Eldest surviving son of Sani Abacha And closest son to abacha

Mohammed Abacha is the eldest surviving son of Nigeria's former military ruler, the late general Sani Abacha, and his wife Maryam Abacha.

==Money laundering==
During his father's military rule, Mohammed Abacha was involved in looting the government. A preliminary report published by the Abdulsalami Abubakar transitional government in November 1998 described the process. Sani Abacha told his National Security Adviser Ismaila Gwarzo to provide fake funding requests, which Abacha approved. The funds were usually sent in cash or travellers' cheques by the Central Bank of Nigeria to Gwarzo Kuncnoni, who took them to Abacha's house. Mohammed Abacha then arranged to launder the money to offshore accounts.
An estimated $1.4 billion in cash was delivered in this way.

==Legal issues==

In August 1999, Abacha was arrested and detained in prison for over three years on charges of murder, including for an alleged role in the assassination of Kudirat Abiola, and financial crime. He would released in September 2002 after agreeing to return $1 billion that he laundered.

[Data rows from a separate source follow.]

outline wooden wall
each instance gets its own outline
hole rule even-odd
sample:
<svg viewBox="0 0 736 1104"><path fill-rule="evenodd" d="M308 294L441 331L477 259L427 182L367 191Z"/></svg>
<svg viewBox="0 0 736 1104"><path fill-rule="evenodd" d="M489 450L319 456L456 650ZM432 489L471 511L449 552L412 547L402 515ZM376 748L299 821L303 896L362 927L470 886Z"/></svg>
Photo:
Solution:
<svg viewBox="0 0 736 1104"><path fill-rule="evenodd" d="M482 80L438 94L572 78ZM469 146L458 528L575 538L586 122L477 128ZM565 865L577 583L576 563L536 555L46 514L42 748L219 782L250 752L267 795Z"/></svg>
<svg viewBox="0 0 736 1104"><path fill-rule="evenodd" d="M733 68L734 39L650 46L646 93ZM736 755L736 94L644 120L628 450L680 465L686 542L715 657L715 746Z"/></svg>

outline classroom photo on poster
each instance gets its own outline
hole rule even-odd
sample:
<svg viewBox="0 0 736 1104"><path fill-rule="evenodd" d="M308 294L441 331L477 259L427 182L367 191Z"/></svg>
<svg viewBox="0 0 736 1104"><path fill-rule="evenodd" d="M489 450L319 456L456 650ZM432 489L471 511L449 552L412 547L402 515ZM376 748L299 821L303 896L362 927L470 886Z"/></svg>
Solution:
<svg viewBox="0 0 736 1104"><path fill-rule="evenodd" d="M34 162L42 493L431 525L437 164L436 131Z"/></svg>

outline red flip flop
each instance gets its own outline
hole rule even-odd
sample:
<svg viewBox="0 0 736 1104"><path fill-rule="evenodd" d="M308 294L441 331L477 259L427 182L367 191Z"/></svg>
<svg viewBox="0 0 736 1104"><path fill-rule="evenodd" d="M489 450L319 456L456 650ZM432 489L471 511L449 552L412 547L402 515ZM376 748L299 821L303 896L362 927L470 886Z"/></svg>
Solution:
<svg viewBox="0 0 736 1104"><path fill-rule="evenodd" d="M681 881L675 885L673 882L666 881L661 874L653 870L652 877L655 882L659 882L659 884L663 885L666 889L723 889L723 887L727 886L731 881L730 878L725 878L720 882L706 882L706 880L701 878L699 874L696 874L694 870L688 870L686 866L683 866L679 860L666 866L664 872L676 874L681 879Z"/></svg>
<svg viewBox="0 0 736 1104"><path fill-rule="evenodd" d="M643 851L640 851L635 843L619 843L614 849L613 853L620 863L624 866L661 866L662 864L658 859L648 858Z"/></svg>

In January 2014, the Nigerian Supreme Court ordered the Nigerian federal government to prosecute Abacha over his alleged complicity in the illegal diversion of public funds to a foreign account that belonged to his father. In August 2014, the U.S. government was able to successfully recover and forfeit $480 million which Abacha and his father, as well as other conspirators, stole from Nigeria and hid in bank accounts throughout the world.

==Legacy==
Like his father and mother, Mohammed Abacha has been referenced in 419 scams.